ASPI’s +8.61% rally on 7.8M shares is the only constructive signal in today’s tape. In a session where every name is down 3 to 14%, a stock surging nearly 9% on 2.5x volume against the grain is either informed buying or a momentum trap. Given the QLE-NECSA contract, TerraPower advisory board, and the enrichment disruption thesis, we lean toward the former.
DNN at $3.67 has given back the entire CNSC approval move. The stock traded at $3.50 to $3.80 before the Feb. 19 Phoenix ISR licence, and it is now back at $3.67 with 52.9M shares traded today.

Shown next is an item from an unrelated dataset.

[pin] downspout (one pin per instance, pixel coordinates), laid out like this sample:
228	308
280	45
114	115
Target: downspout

The March 12 earnings call is no longer just important, it is existential for near-term sentiment. If management delivers a credible construction timeline and offtake update, the oversold bounce could be 15 to 20%. If they disappoint, $3.00 is on the table.
UEC at $13.14 heading into March 11 earnings is a knife-catch setup. The Sprott position reduction, 21% drawdown, and break below every technical support level create maximum pessimism. The risk/reward is asymmetric but requires conviction in the uranium price holding $85+.
We are approaching the point where fundamentals start to matter again. Uranium at $86, up 33% YoY, with a 2.1 billion lb uncovered requirement through 2040, Cameco signing $1.9B India deals, and Kazatomprom constraining production, does not square with miner equities pricing as though the cycle is over. When the tariff noise clears, the reversion trade will be violent.